Please be advised that this article contains reference to suicide.
Much of our focus is on encouraging Emotion Coaching as a style of responding to children and young people, but a recent experience by this practitioner was a good reminder of the longer term effect of Emotion Coaching.
In the ridiculously busy run up to the end of the year I received tragic news that a long-time friend, who lived some distance away, had taken her life.
With a long delay before my friend's funeral, I remained caught up in the busyness of the time, trying to keep everything 'level' with my teenaged stepchildren as we coped with end of year concerts, graduations, work deadlines, and Christmas preparations.
Grief, of course, had other ideas.
My 14 year-old step-daughter was talking to me about something mundane when I suddenly started crying. She immediately took a deep breath and focussed on me.
See if you can identify the Emotion Coaching Steps in what happened next:
"I can see that you're really sad right now," she said. "I wonder if you might be thinking about your friend?"
She embraced me and stroked my back until I calmed down.
Then she said, "You were friends for a very long time, weren't you? I know I'd feel really upset if I lost one of my friends. I never met her, but you do have excellent friends - I bet she was great!"
I mentioned that I was also overwhelmed with good memories - memories of how much fun we had together.
My step-daughter acknowledged this, saying: "You've lost her, but you'll never lose those memories."
My step-daughter stayed close until I felt able to go about my day again.
Emotion Coaching has always been a natural style of communication in my blended family, and I even used my partner as a 'guinea pig' when I was practising training, but my step-daughter's reaction was such a clear reminder of its value.
She and her younger brother have been 'emotion coached' for several years. Both step-children have witnessed the way their dad and I communicate, but this was the first time I had been on the receiving end from her.
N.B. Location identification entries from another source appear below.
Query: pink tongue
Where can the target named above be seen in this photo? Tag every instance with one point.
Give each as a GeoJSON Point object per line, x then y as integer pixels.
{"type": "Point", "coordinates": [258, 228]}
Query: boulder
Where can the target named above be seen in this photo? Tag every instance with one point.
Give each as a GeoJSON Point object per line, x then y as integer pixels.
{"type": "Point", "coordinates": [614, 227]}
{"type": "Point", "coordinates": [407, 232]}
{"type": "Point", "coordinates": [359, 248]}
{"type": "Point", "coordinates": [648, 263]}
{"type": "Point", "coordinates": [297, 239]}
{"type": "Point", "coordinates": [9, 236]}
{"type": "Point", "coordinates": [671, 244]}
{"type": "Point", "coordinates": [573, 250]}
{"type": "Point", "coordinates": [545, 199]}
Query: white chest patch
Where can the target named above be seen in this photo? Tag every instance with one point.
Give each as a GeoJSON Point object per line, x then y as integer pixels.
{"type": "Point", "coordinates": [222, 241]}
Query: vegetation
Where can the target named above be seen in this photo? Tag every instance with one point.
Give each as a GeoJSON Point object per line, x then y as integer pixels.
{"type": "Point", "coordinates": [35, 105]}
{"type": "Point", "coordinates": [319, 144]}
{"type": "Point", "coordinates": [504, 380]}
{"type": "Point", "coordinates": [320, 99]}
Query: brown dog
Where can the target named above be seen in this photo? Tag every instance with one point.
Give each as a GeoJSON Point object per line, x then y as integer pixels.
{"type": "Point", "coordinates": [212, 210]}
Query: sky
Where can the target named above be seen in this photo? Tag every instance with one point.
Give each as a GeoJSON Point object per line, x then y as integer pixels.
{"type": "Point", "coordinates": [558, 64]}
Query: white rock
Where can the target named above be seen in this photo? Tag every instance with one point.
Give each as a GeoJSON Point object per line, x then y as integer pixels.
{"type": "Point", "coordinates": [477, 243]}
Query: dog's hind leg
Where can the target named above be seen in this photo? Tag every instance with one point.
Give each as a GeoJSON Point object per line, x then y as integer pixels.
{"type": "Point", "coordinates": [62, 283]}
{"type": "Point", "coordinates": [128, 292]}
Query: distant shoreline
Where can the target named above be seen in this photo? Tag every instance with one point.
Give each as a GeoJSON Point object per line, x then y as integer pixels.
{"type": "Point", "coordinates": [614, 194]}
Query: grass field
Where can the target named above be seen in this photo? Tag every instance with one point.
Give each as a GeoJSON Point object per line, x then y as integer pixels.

Without sounding forced or as if she was following a particularly process, my step-daughter responded with the four steps of Emotion Coaching:
STEP 1: She noticed my distress and empathised. In fact, she was a 'S.T.A.R' for me. She Stopped, took a moment to Think about my behaviour, then Attuned herself to me, and Reflected on an equivalent feeling/situation in her life.
STEP 2: She labelled and validated my feelings. Her physical response was soothing and helped me to regulate my nervous system.
STEP 3 and STEP 4: Although I didn't need to have expectations set about my behaviour, by recognising the importance of fond memories and the quality of my friendships with others, my step-daughter gave me an 'anchor' as my distress subsided.
I often imagine Emotion Coaching being like ripples spreading out, making the world a kinder place, but this time I experienced it very close to home.
It was a wonderful reminder that the children and young people being 'emotion coached' today will become the empathetic adults of tomorrow.